Recipe by Vivian Chan


Best Fried Chicken Sandwich with Vlasic Pickles
timer

Total Time

1 hr 20 min

serves

Serves

4

Ingredients

4 boneless skinless chicken thighs 

1 1/2 cups pickle juice 

1/4 cup mayonnaise  

2 tablespoons honey 

2 tablespoons barbecue sauce

1 tablespoon yellow mustard

1 tablespoon hot sauce, optional 

1 Vlasic Kosher Dill Pickle, chopped 

4 cups canola or vegetable oil 

1/2 cup vegetable shortening 

2 cups cake flour 

Kosher salt 

Freshly ground black pepper 

2 large eggs, beaten 

4 potato buns, lightly toasted 

Lots of Vlasic Kosher Sandwich Dill Pickle Chips 

Preparation

Place chicken thighs on a cutting board and poke each piece with a fork several times. This will help the chicken thighs absorb the pickle juice. Transfer to a plastic zip-top bag or reusable container and pour the pickle juice all over.

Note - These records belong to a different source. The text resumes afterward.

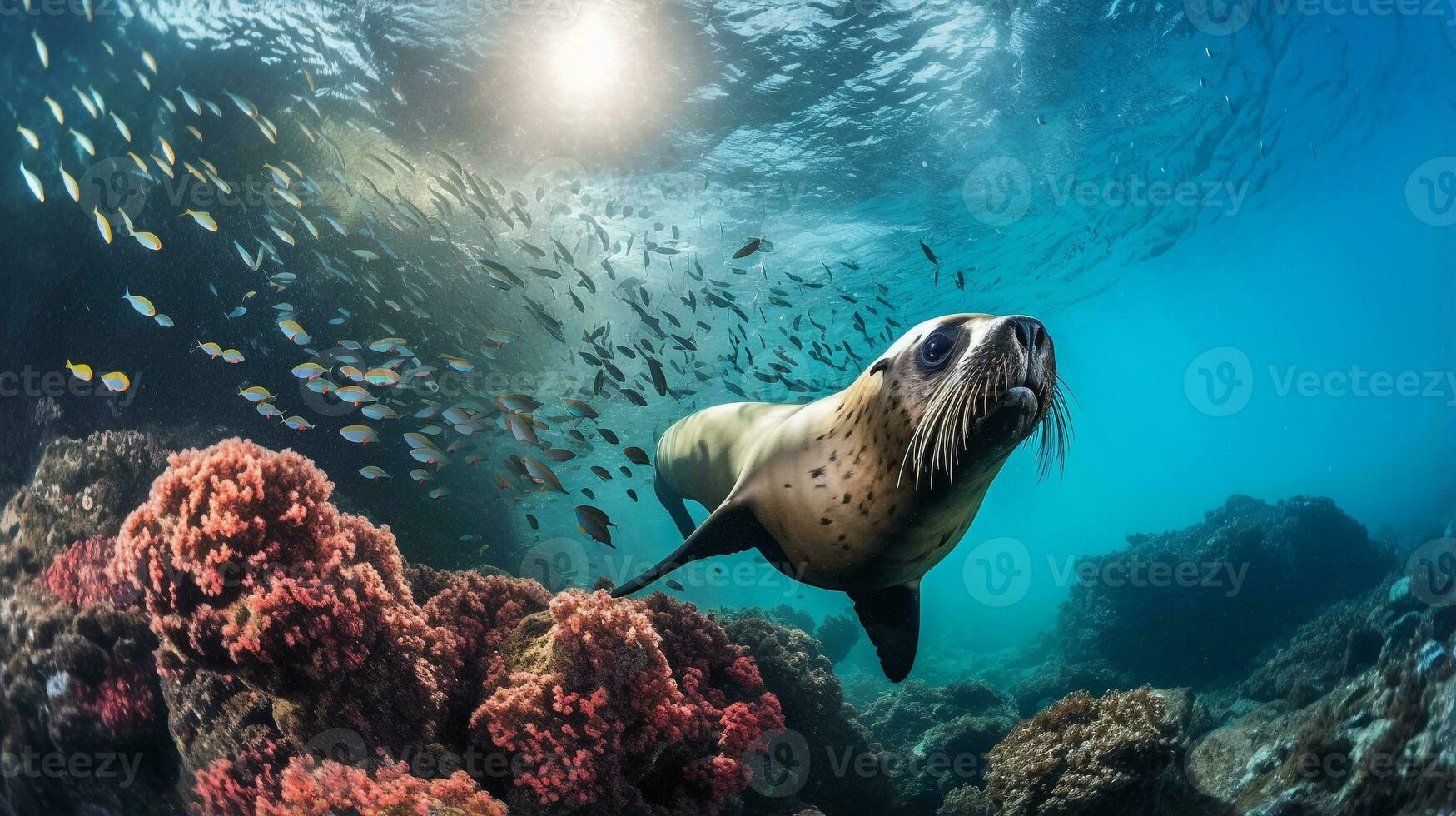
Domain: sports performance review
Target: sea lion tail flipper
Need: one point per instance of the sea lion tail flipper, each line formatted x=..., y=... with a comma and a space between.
x=733, y=528
x=674, y=506
x=892, y=618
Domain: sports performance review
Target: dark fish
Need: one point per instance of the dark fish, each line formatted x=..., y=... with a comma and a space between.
x=748, y=250
x=637, y=455
x=927, y=254
x=658, y=378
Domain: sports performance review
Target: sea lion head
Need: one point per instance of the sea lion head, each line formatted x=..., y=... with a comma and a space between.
x=970, y=390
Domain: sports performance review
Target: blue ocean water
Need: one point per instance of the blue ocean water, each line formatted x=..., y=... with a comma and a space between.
x=1203, y=221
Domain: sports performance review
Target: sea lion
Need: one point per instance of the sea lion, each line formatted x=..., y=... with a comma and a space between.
x=867, y=489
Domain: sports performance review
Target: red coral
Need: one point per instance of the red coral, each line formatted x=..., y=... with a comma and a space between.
x=311, y=789
x=628, y=707
x=124, y=701
x=235, y=786
x=77, y=576
x=305, y=787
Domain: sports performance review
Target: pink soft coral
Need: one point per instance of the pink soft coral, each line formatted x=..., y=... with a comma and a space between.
x=248, y=569
x=79, y=577
x=626, y=707
x=307, y=787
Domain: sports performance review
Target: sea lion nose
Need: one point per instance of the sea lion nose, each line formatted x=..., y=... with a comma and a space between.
x=1028, y=331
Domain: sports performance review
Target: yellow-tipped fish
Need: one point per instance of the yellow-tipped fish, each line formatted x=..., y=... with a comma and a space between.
x=202, y=219
x=140, y=303
x=117, y=381
x=83, y=140
x=87, y=102
x=162, y=165
x=72, y=188
x=79, y=371
x=56, y=110
x=278, y=175
x=191, y=101
x=102, y=225
x=41, y=50
x=287, y=196
x=34, y=184
x=122, y=126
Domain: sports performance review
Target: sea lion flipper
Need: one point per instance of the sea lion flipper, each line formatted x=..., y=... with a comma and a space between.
x=674, y=507
x=733, y=528
x=892, y=618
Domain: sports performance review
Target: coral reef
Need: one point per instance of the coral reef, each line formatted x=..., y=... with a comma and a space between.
x=938, y=736
x=76, y=685
x=1380, y=739
x=1091, y=755
x=1245, y=576
x=814, y=710
x=625, y=707
x=246, y=569
x=79, y=489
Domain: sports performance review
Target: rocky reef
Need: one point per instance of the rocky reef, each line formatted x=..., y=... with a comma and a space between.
x=268, y=653
x=227, y=640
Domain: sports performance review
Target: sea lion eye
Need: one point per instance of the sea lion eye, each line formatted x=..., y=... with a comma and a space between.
x=937, y=349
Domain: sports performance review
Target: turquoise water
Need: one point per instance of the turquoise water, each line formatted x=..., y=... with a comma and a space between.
x=1314, y=245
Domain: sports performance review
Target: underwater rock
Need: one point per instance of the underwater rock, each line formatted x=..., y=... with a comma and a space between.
x=1213, y=595
x=79, y=489
x=1339, y=643
x=839, y=634
x=938, y=736
x=1380, y=740
x=76, y=685
x=634, y=707
x=814, y=709
x=246, y=567
x=967, y=800
x=1114, y=754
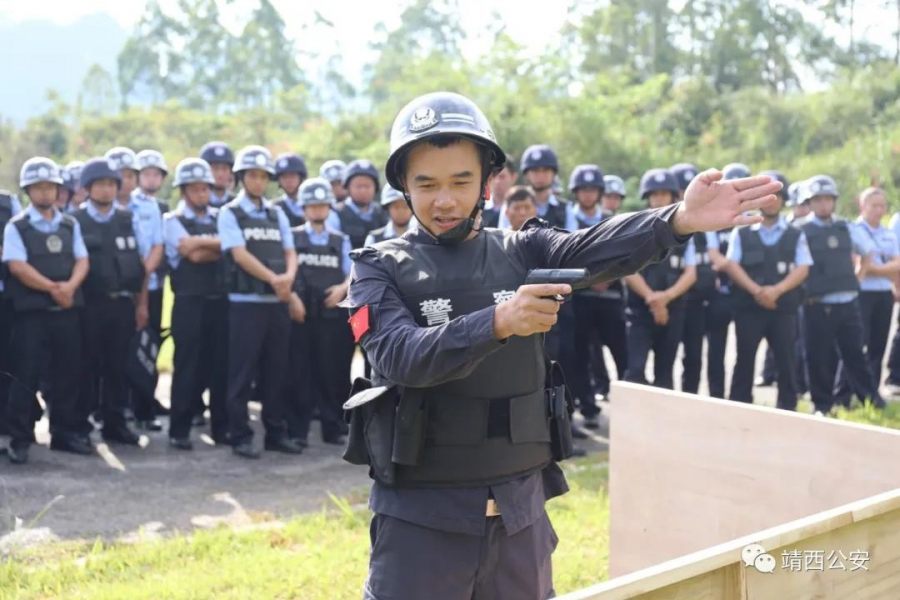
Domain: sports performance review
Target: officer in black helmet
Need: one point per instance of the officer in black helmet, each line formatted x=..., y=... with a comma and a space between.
x=457, y=357
x=599, y=313
x=47, y=261
x=700, y=294
x=540, y=167
x=115, y=295
x=834, y=327
x=221, y=159
x=261, y=266
x=767, y=264
x=9, y=207
x=655, y=308
x=320, y=336
x=360, y=215
x=200, y=310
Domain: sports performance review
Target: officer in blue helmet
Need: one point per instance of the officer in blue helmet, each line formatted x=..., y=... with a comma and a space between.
x=833, y=319
x=613, y=194
x=540, y=167
x=768, y=263
x=706, y=245
x=115, y=297
x=598, y=310
x=453, y=335
x=333, y=171
x=261, y=266
x=360, y=214
x=220, y=157
x=321, y=341
x=47, y=261
x=200, y=310
x=400, y=216
x=656, y=295
x=9, y=207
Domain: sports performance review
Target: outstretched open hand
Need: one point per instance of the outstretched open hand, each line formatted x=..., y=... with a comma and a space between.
x=711, y=204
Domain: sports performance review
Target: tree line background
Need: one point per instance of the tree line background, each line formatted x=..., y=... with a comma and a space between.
x=628, y=85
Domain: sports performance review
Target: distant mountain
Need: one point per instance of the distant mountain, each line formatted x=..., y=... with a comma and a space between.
x=38, y=55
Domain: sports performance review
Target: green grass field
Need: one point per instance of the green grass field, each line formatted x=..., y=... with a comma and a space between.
x=320, y=556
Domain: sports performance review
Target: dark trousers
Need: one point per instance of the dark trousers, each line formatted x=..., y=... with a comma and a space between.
x=411, y=561
x=778, y=328
x=154, y=301
x=107, y=329
x=200, y=333
x=644, y=335
x=718, y=317
x=601, y=320
x=41, y=337
x=318, y=375
x=6, y=319
x=692, y=338
x=258, y=340
x=833, y=332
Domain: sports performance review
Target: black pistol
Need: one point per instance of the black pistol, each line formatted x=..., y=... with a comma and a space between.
x=576, y=278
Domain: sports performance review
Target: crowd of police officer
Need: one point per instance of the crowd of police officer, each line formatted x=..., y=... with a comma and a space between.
x=257, y=284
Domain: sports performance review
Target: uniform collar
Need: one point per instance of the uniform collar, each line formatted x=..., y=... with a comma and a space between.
x=36, y=217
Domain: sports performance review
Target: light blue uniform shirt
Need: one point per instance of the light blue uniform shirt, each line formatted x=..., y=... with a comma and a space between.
x=174, y=231
x=17, y=208
x=862, y=245
x=149, y=220
x=885, y=243
x=14, y=248
x=769, y=237
x=231, y=236
x=571, y=223
x=333, y=222
x=321, y=239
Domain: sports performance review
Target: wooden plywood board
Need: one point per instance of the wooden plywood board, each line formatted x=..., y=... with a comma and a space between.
x=688, y=473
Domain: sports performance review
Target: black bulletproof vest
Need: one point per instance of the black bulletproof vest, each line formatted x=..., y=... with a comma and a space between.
x=706, y=277
x=52, y=255
x=262, y=237
x=661, y=276
x=768, y=265
x=198, y=279
x=556, y=215
x=318, y=268
x=355, y=227
x=116, y=264
x=294, y=220
x=163, y=268
x=832, y=270
x=492, y=425
x=5, y=217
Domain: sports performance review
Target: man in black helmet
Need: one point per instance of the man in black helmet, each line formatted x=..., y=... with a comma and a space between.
x=463, y=471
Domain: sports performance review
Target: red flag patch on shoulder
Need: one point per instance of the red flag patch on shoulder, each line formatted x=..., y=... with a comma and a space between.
x=359, y=323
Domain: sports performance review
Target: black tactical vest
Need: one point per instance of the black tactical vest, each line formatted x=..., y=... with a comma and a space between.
x=556, y=215
x=724, y=238
x=318, y=268
x=768, y=265
x=293, y=219
x=492, y=425
x=832, y=269
x=52, y=255
x=661, y=276
x=706, y=277
x=198, y=279
x=115, y=259
x=263, y=240
x=356, y=228
x=5, y=217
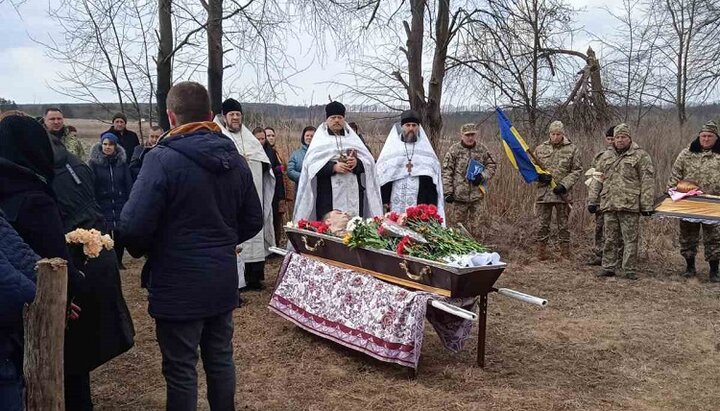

Be sure to turn each chicken thigh a couple of times before zipping up or placing the lid back on. Place in the refrigerator for 1 hour and up to 4 hours.  

Meanwhile, whisk the mayonnaise, honey, barbecue sauce, yellow mustard, and hot sauce, if using, in a medium bowl until well combined. Fold in 3 tablespoons of the chopped dill pickle. Set aside. The sauce can be made 1 day ahead.  

In a Dutch oven or a heavy bottom pot, heat the oil and shortening to 375 degrees F over medium high heat. Set up the dreading station as the oil comes to temperature. In a shallow dish, mix cake flour with 3/4 teaspoon salt and 1/2 teaspoon black pepper. In a separate dish, add the beaten eggs. Remove chicken thighs from the pickle juice and shake off any excess pickle juice. Dreading one thigh at a time, add chicken thigh to cake flour, then egg mixture and finally back to cake flour. Making sure each dunk is fully coating the thigh.  Set aside on a plate and repeat with remaining.  

Once oil has reached the temperature, add two prepped chicken thighs and let fry until golden brown and the thickest part internal temperature reaches 165 degree F, about 6-8 minutes. Remove from oil and drain on a cooling rack lined sheet tray. Season lightly with salt and repeat with remaining thighs.  

When ready to eat, spread desired amount of sauce on the bottom layer of a toasted bun. Place fried chicken thigh directly on and top with 3-4 pickle slices. Drizzle additional sauce if desired and top with remaining bun. Serve with additional pickles on the side. Enjoy while hot!